Number of grain trains down in Iowa, drought impacts Mississippi barge traffic

DES MOINES — The number of train cars carrying grain across the state dropped in July. 

The Iowa Department of Transportation’s Stuart Anderson told the Transportation Commission that July continues what has been a downward trend.  “Which is indicative of reduced grain exports, which were served certainly seen with other measures. July carloads of grain, were down 21 percent from last July,” Anderson says.

Commissioner Ray Gaesser of Corning is a grain farmer and says exports have slowed down substantially. “Both soybeans and corn, which are our major commodities, the exports are down around 30 percent from a year ago,” he says.

Gaesser says one of the factors is competition from South America.  “China is, you know, having financial issues and they’re not buying as much either,” Gaesser says. “I know our soybean organizations are working with  many,  other small countries to build the markets there and diversify that portfolio.”

Gaesser says  production was down last year too, and the carryover of supply of corn is up 30 percent from one year ago.
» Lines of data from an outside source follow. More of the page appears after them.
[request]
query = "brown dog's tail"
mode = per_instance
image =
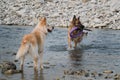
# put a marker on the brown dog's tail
(22, 50)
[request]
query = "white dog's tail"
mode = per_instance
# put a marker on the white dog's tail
(22, 50)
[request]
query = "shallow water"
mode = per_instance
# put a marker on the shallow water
(99, 51)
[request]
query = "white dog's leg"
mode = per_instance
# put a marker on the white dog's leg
(36, 63)
(41, 60)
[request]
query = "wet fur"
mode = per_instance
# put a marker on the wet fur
(75, 22)
(33, 44)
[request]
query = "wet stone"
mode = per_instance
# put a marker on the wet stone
(87, 74)
(30, 66)
(2, 79)
(15, 60)
(100, 74)
(108, 71)
(14, 54)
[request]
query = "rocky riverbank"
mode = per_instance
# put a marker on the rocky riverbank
(93, 13)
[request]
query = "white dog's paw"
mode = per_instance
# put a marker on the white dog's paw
(70, 48)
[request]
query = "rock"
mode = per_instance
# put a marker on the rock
(108, 71)
(93, 13)
(9, 68)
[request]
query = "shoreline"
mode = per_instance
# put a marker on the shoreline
(93, 13)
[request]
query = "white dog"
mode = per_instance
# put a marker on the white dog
(33, 44)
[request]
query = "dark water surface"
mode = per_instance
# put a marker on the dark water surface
(99, 51)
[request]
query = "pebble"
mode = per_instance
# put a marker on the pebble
(108, 71)
(93, 13)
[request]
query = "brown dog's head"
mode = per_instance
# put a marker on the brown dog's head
(76, 23)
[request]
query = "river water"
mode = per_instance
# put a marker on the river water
(99, 51)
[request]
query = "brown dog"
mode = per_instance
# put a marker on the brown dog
(75, 23)
(33, 44)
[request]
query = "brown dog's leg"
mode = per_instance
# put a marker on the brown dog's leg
(69, 42)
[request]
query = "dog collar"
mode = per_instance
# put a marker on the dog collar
(77, 35)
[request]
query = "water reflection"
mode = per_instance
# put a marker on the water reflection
(37, 75)
(76, 57)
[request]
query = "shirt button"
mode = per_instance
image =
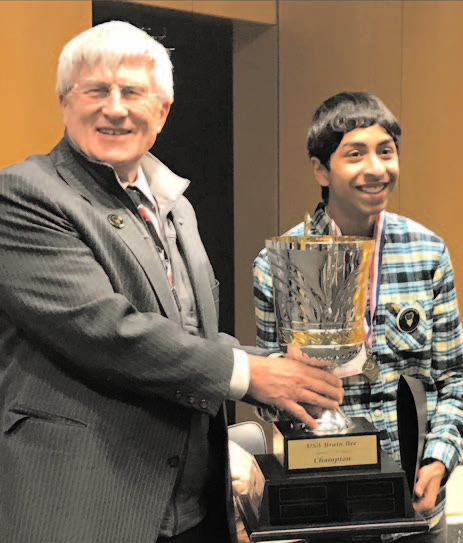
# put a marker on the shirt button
(173, 461)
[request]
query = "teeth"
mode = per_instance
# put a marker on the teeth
(373, 189)
(113, 132)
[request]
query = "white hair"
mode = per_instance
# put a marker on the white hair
(111, 44)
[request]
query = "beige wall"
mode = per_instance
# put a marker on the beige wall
(32, 35)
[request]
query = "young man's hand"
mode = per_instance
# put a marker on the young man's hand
(286, 384)
(427, 486)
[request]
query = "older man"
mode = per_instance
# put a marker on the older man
(113, 372)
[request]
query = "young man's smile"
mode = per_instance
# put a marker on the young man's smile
(362, 174)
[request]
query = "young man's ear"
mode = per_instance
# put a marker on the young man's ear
(320, 172)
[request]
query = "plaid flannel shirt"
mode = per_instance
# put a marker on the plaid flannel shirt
(416, 272)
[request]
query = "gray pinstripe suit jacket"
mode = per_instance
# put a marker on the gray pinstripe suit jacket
(96, 372)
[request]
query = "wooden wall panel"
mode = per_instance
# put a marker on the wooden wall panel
(255, 165)
(32, 34)
(431, 188)
(327, 47)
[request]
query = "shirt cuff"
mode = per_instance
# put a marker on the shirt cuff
(239, 382)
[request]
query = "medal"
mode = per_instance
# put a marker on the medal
(408, 320)
(370, 367)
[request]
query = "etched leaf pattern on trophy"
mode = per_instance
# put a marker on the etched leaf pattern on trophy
(321, 292)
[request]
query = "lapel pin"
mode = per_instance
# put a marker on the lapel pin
(116, 221)
(408, 319)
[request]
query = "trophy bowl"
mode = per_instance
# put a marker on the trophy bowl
(320, 294)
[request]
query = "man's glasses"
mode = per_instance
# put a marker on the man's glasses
(96, 92)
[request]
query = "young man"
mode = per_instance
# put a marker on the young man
(113, 371)
(412, 312)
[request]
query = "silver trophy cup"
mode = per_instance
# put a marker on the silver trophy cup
(320, 292)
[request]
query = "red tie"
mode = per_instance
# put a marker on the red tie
(136, 195)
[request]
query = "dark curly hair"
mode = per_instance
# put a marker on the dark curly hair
(341, 114)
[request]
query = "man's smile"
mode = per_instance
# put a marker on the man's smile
(373, 188)
(113, 131)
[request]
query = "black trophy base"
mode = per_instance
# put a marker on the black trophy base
(329, 507)
(329, 497)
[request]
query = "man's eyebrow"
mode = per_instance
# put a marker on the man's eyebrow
(362, 144)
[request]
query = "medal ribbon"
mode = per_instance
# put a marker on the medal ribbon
(375, 268)
(375, 273)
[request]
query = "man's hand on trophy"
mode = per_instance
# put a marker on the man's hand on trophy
(289, 385)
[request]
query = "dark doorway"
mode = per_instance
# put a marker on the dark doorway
(197, 140)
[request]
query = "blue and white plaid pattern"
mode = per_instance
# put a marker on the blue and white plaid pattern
(416, 272)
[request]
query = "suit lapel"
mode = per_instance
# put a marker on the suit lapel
(116, 204)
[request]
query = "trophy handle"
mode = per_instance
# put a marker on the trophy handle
(411, 420)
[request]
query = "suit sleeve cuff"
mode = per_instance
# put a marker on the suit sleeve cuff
(239, 382)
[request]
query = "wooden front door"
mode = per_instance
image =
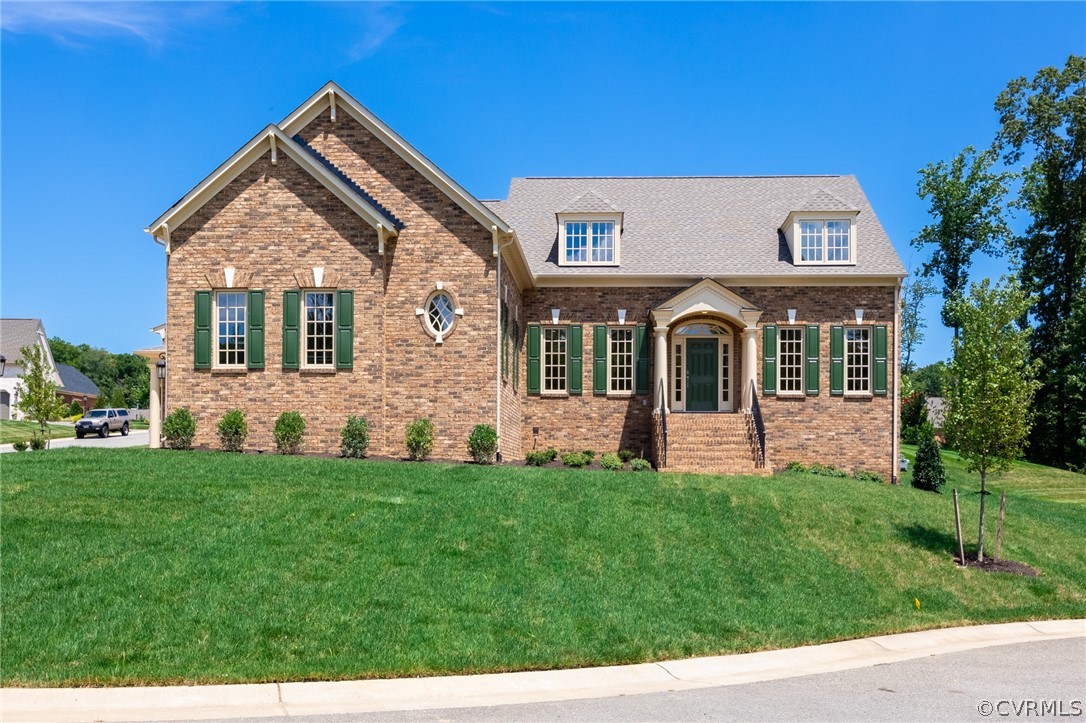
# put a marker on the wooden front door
(703, 372)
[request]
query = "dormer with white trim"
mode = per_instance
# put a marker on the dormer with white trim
(822, 231)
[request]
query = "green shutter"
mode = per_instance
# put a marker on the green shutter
(769, 358)
(836, 360)
(600, 359)
(344, 329)
(291, 340)
(202, 344)
(811, 349)
(254, 330)
(575, 367)
(641, 340)
(533, 358)
(880, 360)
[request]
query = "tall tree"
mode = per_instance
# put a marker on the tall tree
(1044, 129)
(989, 382)
(913, 293)
(967, 205)
(38, 394)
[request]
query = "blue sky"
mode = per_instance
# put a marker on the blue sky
(110, 112)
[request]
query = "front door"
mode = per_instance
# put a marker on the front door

Hauling grain on water is also an issue as Anderson says water levels have been dropping since June on the Mississippi River and are expected to continue to drop.  “Primarily impacting the Lower Mississippi River. But of course all of our products need to transverse the Lower Mississippi. So that means they are not able to load the barges as full so the draft isn’t as deep,” he explains.

Anderson says that requires more barges to haul the same amount of grain — which causes other issues. “Kind of has that supply chain impact where that tightens barge transport, supply and increases rates,” Anderson says. 

He says this year could end up being as  challenging as it was last year when there were significant impacts on the transport and barge rates.